Realisasi BPP sebesar Rp591,7 triliun terbagi menjadi dua, antara lain belanja Kementerian/Lembaga (K/L) sebesar Rp304,2 triliun atau 27,9 persen dari pagu dan belanja non K/L Rp287,6 triliun atau 20,9 persen dari pagu.
"Belanja K/L dipengaruhi oleh pembayaran JKN/KIS, penyaluran berbagai program bansos, pembangunan infrastruktur dan dukungan pelaksanaan pemilu," imbuhnya.
"Belanja non K/L dipengaruhi oleh realisasi energi dan pembayaran manfaat pensiun," sambungnya.
Reporter: Ayu
Sumber: Merdeka.com
Sri Mulyani Ungkap Beban APBN di Tengah Tak Menentunya Harga Komoditas
Sebelumnya, Menteri Keuangan (Menkeu) Sri Mulyani Indrawati mengungkap tekanan terhadap keuangan negara dari pergerakan harga komoditas. Termasuk dampaknya dari naik-turunnya harga minyak dunia dan baru bara.
Dia menyadari, kedua komoditas tersebut nyatanya memiliki dampak besar ke ekonomi Indonesia. Beberapa kasusnya pernah terjadi dalam beberapa waktu belakangan ini.
"Jatuh bangunnya harga komoditas tentu menyebabkan dampak signifikan bagi ekonomi Indonesia," kata Sri Mulyani dalam Rapat Paripurna DPR RI, Senin (20/5/2024).
"Pada saat harga tinggi memacu pertumbuhan melalui eksternal baik ekspor maupun permuntaan doemstik.
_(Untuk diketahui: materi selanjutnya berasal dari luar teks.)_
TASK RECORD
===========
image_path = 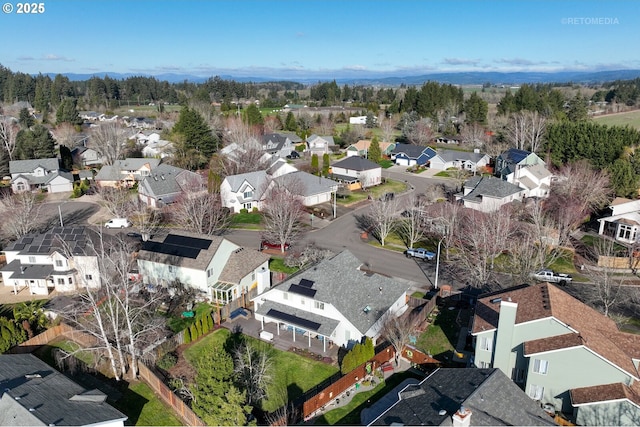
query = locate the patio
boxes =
[223,310,340,362]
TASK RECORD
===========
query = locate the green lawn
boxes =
[167,302,213,333]
[593,110,640,130]
[314,371,422,425]
[183,329,339,412]
[269,257,299,274]
[434,170,451,177]
[415,307,458,360]
[230,211,262,224]
[378,159,394,168]
[114,381,183,426]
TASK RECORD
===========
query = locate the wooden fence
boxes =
[598,255,640,270]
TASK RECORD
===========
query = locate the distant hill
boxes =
[47,69,640,86]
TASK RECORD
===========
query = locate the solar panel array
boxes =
[288,283,317,298]
[8,226,90,255]
[141,234,213,259]
[266,309,322,331]
[299,278,314,288]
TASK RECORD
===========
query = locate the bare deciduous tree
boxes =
[213,140,270,177]
[87,122,128,165]
[232,341,273,406]
[261,176,306,252]
[404,118,434,145]
[397,194,430,250]
[52,122,78,148]
[380,310,422,363]
[459,122,487,148]
[426,201,462,261]
[379,115,398,143]
[264,116,283,134]
[0,115,19,162]
[0,192,42,241]
[506,111,547,153]
[130,201,163,240]
[224,116,260,146]
[585,238,624,317]
[95,185,135,219]
[172,183,230,235]
[284,243,334,269]
[315,115,335,136]
[368,197,400,247]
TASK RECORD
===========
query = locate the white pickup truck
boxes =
[405,248,436,260]
[532,269,572,285]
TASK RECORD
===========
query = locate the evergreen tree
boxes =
[244,104,264,126]
[310,153,320,175]
[285,111,297,131]
[609,158,638,198]
[567,92,589,122]
[368,137,382,163]
[463,92,488,124]
[322,153,330,176]
[363,337,375,360]
[15,125,57,160]
[56,98,81,126]
[19,108,34,129]
[60,145,73,170]
[0,317,27,353]
[172,107,218,158]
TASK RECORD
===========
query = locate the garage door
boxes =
[396,158,409,166]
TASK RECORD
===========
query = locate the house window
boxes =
[85,274,93,281]
[207,268,214,278]
[68,277,73,284]
[479,336,493,351]
[478,361,490,368]
[168,265,174,273]
[17,183,25,191]
[528,384,544,400]
[282,292,288,300]
[57,278,64,285]
[243,190,253,199]
[314,301,324,310]
[28,256,36,263]
[55,260,64,267]
[243,203,252,210]
[251,271,256,281]
[300,298,305,305]
[618,224,637,241]
[533,358,549,375]
[514,368,525,383]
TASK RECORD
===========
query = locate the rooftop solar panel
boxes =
[142,241,201,259]
[266,309,322,331]
[299,278,314,288]
[12,243,25,250]
[163,234,212,250]
[22,237,33,244]
[289,284,317,298]
[28,245,39,252]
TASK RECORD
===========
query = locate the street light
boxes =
[434,238,445,290]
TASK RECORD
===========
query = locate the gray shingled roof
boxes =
[95,158,161,182]
[9,158,60,174]
[136,231,225,271]
[331,156,381,171]
[269,250,410,334]
[436,149,487,163]
[224,170,268,193]
[139,163,201,198]
[463,175,524,200]
[307,134,335,146]
[0,354,127,426]
[94,165,122,181]
[0,260,54,279]
[368,368,554,426]
[272,171,338,197]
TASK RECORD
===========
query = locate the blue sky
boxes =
[1,0,638,78]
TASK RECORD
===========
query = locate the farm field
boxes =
[593,110,640,130]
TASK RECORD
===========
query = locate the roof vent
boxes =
[490,297,501,304]
[363,305,371,313]
[439,409,447,416]
[25,374,41,379]
[28,408,35,412]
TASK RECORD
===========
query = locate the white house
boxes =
[9,158,73,194]
[306,134,335,156]
[429,149,490,172]
[456,175,526,213]
[330,156,382,189]
[507,163,554,198]
[0,354,127,427]
[0,227,102,296]
[220,170,269,213]
[136,231,271,304]
[349,116,368,125]
[495,148,545,180]
[95,158,161,188]
[262,133,301,158]
[267,171,339,207]
[252,250,410,351]
[71,145,103,167]
[597,198,640,244]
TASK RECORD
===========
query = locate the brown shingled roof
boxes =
[218,247,270,284]
[524,333,584,355]
[571,382,640,407]
[472,282,640,379]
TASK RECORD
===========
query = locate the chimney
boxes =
[452,406,472,427]
[20,266,25,274]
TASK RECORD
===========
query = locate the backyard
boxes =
[336,179,408,205]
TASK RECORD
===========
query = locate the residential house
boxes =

Sementara pada sata harga jatuh pertumbuhan ekonomi dan posisi fiskal mengalami tekanan berat," ia menambahkan.
Dalam penyampaian Kerangka Ekonomi Makro dan Pokok-Pokok Kebijakan Fiskal (KEM PPKF) RAPBN Tahun Anggaran 2025, dia merinci sejumlah tantangan kas negara dari fluktuasi harga komoditas energi.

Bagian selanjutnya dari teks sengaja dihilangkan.